Chen Zhong, the school’s independent-minded dean, hopes to use Peking University’s traditional strength in liberal arts to nurture students’ creative talents. His school holds seminars and lectures by professors from departments such as art, culture, psychology and literature. “In order to help foster innovation, these things are much more emphasized at our school,” Chen said.

Practical bent

Unlike traditional universities in China, the new breed of software school aims to provide practical experience, encouraging students to work on real software development projects.

For her thesis, Zhu is creating a model information system for the Chinese Olympic Committee to use to track results and manage the games when Beijing hosts the 2008 Summer Olympics. She works in the computer lab every morning. Once a week, she takes classes in Web services, data mining and customer-relationship management, all taught by professors from the United States.

“A lot of my classmates have gone to many big companies such as Intel, Microsoft, IBM and Motorola for their internships,” she said.

The campus seems light-years away from typical Chinese universities. A fiber-optic network runs through the campus, and each student has a computer in his or her dorm room with broadband Internet access. In Luo Xiao Chuan’s dorm room, a picture of a silver BMW with a California license plate hangs on the door. Thick cables taped to the wall snake around bunk beds, mosquito netting and drying laundry, connecting to a blinking Ethernet box.

Nearby, students in the school’s new computer lab talked about their aspirations with a reporter, speaking fluent English. China’s booming economy and resolve to build a world-class tech industry have made them optimistic about the future.

Beijing’s high-tech district of businesses, research institutes and universities, known as Zhongguancun, “is already like Silicon Valley,” said Jim Jia, 24.

Jia, who is from the eastern Chinese city of Suzhou, is studying toward a master’s degree in embedded software systems while working part time as an intern at Motorola in Beijing.

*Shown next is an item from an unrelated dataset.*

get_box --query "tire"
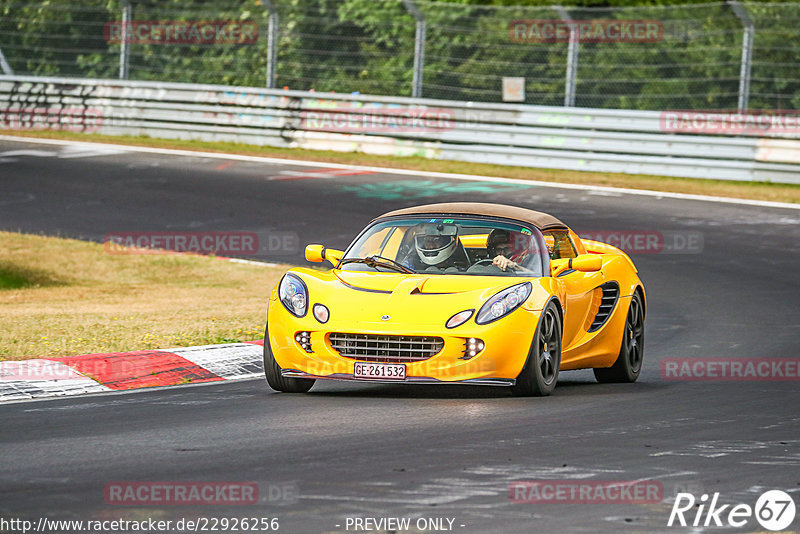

Students said they were inspired by recent Chinese contributions to mobile phone technology. Chinese mobile phone equipment maker Datang developed a new Chinese standard for the latest generation of wireless technology, bypassing the American and European network standards.

But technology is just one part of the equation. Developing a strong software industry in China also will require better business management, students said. “Foreign companies have good salary and management that attract me,” Jia said. Management at Chinese companies is poor, he said, with a hierarchy and reward system based more on personal connections than merit.

Western support

To introduce concepts and practices from abroad, the school has recruited U.S. technology executives and academics as its department heads, including professionals from Microsoft, the University of California-Berkeley and Rensselaer Polytechnic Institute.

Unlike most Chinese universities, the software school gets much of its funding from foreign companies. They have given more than $2 million in donations, grants and equipment, with IBM accounting for about one-third of the total.

Western companies see their support of the school as good for their expanding business in China. “By training the future players of technology in China,” IBM will gain access to skilled technical talent, said Xiaoping Qiu, manager of university relations at IBM China.

The software school has even launched a venture-capital business to attract investment, help graduates spin off start-ups and provide long-term funding. It closed its first round of fundraising in the fall with $20 million, including $5 million in foreign investment.

With the benefits of massive foreign investment and training, a booming economy and a national mandate, China is poised to surge ahead — and perhaps to one day rival American leadership in technology.

Nothing reflects that potential more than the software students’ confidence and desire to become the country’s new tech pioneers.

“I want to found a company myself,” said Zhang, a Shanghai native who holds a bachelor’s degree in law and economics.

“China is developing and there are many chances in the market. In America it’s hard to found a company like Microsoft these days. But in China, it’s easy now.”